- Cinema poster
- Directed by: Don Sharp
- Written by: Don Sharp David Butler additional material Murray Smith
- Based on: novel Bear Island by Alistair MacLean
- Produced by: Peter Snell; William Hill;
- Starring: Donald Sutherland; Vanessa Redgrave; Richard Widmark; Christopher Lee; Barbara Parkins; Lloyd Bridges;
- Cinematography: Alan Hume
- Edited by: Tony Lower
- Music by: Robert Farnon
- Production companies: Selkirk Films Canadian Film Development Corporation Bear Island Films
- Distributed by: United Artists (Canada) Columbia Pictures (International; through Columbia-EMI-Warner Distributors in the UK)
- Release dates: 1 November 1979 (United States); 5 December 1979 (South Africa); 26 December 1979 (UK);
- Running time: 118 minutes
- Countries: United Kingdom Canada
- Languages: English, German
- Budget: $CAD12,100,000 (estimated) or $9.3 million

= Bear Island (film) =

1979 British film by Don Sharp

Bear Island is a 1979 adventure film based on Alistair MacLean's 1971 novel of the same name.
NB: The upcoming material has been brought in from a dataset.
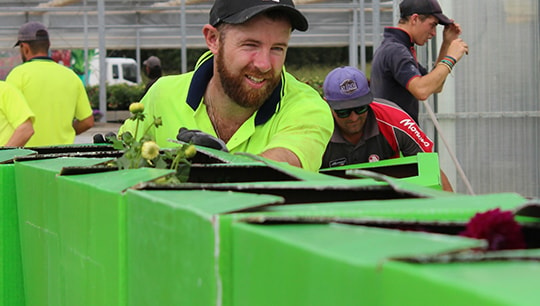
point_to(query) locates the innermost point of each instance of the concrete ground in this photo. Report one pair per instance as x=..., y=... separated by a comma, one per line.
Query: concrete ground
x=99, y=128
It was directed by Don Sharp, and starring Donald Sutherland, Vanessa Redgrave, Richard Widmark, Christopher Lee, Barbara Parkins and Lloyd Bridges.

==Plot==

A solitary figure, Larsen, hurries across an arctic landscape to his tent and sends an emergency radio signal, trying to contact colleagues on the ship 'Morning Rose', but he is killed before he can transmit any useful information.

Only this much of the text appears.